I’m gonna give my opinion that no one asked for, about Alex coming out to Kara.

I’ve seen lots of discourse as usual lol and I’ve seen some people being disappointed in Kara bc of how she reacted. Which is fine, and I in no way want to invalidate your reaction. But I thought I could share how I saw this entire thing. I really liked how the writers handled it bc it seemed so realistic to me. Kara wasn’t offensive in any way, she wasn’t hateful. But her reaction was weird.

What she did was ask so many questions bc she was just trying to wrap her mind around this. Which Alex then read as an attack. Coming out makes you vulnerable, and then to have someone bombard you with questions like that can seem scary, and you feel attacked. Alex’s reaction to retreat and leave was perfectly understandable. But so was Kara’s? She’s curious and she’s trying to put the pieces together bc she never thought of this possibility, and she’s also questioning herself and the fact that she feels like she never made Alex feel safe to tell her that earlier. Everyone’s experience is different, but mine was exactly like this. When I figured out that I like girls I started questioning myself and my entire life, and for months I couldn’t recognize myself in the mirror. I’d quite literally stare at my reflection like who tf am I now. It’s the moment when your entire life flips 180 degrees. That’s the same thing that happened to Kara, only this time it was about her sister not herself. Alex being gay wasn’t a bad thing for Kara, but it was still a shock bc it was unexpected. Acceptance is a process, not just for us but for our family too. It’s usually easier with friends, but family are the people you quite literally grew up with and lived with, and the same way your mind goes back to repressed memories, their mind goes back to see what they missed bc it’s hard to accept that we never fully know the person that we’re the closest to. They wonder why you didn’t trust them, if they ever made you feel unsafe, etc. And they ask questions bc they want to understand, the same way you asked yourself those same questions when you first realized. Kara’s questions weren’t offensive imo.

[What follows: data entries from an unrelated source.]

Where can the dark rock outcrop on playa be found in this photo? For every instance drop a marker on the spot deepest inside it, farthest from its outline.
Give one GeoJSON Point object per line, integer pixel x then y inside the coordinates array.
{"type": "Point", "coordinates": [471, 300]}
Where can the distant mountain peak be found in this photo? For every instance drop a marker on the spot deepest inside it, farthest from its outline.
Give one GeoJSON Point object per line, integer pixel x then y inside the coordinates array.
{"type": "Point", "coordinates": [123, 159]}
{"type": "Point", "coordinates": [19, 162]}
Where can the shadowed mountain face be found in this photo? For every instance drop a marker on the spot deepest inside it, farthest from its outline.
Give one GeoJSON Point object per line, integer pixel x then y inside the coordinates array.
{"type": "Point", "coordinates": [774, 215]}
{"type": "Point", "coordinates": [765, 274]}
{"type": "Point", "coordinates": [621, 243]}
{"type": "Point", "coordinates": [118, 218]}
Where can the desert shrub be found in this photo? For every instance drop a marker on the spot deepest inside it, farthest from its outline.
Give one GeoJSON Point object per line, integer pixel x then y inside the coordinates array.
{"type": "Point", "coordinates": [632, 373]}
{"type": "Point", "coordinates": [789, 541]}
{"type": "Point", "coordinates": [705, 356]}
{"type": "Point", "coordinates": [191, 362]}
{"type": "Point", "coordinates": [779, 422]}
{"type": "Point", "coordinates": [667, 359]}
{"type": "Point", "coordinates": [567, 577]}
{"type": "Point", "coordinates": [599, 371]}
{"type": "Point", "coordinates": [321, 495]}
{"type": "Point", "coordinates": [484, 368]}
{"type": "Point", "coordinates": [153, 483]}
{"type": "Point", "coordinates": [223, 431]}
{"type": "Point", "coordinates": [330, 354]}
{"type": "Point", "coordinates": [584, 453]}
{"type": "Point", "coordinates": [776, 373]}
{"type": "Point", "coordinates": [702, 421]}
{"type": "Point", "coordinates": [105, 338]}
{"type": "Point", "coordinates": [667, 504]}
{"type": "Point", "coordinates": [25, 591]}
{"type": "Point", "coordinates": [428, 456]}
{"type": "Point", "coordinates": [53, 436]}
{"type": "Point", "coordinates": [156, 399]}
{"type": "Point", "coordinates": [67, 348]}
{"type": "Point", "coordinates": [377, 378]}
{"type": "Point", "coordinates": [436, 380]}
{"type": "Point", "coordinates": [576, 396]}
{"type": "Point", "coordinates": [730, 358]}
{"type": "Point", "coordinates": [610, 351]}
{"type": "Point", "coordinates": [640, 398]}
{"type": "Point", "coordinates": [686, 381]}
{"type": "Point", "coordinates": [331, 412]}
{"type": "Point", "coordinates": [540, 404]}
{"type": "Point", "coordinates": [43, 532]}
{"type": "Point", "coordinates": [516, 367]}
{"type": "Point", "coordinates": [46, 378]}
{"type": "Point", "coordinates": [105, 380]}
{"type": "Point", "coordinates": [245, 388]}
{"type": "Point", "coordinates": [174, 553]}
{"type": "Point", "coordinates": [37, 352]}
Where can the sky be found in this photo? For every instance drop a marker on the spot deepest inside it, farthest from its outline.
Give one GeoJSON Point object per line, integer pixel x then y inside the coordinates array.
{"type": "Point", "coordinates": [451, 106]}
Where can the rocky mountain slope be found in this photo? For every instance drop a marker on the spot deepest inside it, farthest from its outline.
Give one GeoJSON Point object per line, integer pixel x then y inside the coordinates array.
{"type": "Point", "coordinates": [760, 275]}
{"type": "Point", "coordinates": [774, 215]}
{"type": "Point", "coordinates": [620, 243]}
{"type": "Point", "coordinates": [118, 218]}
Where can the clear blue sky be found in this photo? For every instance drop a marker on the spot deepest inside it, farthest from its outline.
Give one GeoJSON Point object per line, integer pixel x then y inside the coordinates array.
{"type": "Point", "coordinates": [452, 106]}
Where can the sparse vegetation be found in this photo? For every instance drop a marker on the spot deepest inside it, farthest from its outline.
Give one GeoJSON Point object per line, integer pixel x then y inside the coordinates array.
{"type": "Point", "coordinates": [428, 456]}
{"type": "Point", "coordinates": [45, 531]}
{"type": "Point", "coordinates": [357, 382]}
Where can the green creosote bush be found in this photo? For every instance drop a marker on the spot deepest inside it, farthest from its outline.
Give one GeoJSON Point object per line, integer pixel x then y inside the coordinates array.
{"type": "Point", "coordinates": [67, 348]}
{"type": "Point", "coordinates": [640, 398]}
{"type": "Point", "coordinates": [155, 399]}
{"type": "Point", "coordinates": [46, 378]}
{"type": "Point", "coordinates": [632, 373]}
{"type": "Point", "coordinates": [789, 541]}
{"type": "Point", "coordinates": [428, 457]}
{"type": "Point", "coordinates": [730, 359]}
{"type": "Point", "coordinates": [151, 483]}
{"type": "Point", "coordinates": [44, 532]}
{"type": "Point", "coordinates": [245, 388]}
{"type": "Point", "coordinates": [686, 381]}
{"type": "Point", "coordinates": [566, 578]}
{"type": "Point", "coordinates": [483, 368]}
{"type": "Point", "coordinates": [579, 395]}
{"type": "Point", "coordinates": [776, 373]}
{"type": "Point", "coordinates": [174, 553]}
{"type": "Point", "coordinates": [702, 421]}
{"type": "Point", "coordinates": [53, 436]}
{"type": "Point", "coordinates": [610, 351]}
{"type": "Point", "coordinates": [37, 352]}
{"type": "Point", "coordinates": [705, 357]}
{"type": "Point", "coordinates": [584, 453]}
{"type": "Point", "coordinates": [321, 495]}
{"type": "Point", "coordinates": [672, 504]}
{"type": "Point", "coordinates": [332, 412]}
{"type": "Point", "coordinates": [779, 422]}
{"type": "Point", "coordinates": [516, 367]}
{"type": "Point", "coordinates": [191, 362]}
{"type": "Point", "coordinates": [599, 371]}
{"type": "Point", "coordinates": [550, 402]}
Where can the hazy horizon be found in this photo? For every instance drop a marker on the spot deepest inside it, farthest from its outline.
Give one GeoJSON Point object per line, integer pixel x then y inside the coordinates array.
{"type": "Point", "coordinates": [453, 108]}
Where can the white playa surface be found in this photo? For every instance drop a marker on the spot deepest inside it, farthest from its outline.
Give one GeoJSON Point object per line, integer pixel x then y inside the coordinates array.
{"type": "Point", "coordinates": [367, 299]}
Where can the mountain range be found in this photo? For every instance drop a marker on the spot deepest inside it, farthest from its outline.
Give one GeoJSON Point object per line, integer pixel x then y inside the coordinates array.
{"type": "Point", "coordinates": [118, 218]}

tl;dr: Kara wasn’t hateful, she was just trying to understand. Our family goes through the same process of acceptance that we do. We asked ourselves questions and they ask the same. Alex, understandably, took those questions as an attack bc it was too much at once, it was overwhelming. I think this entire storyline was completely realistic. Kara then apologized for her own heteronormativity that affected Alex (which lbh is something that straights rarely do when we come out), and offered her support and love.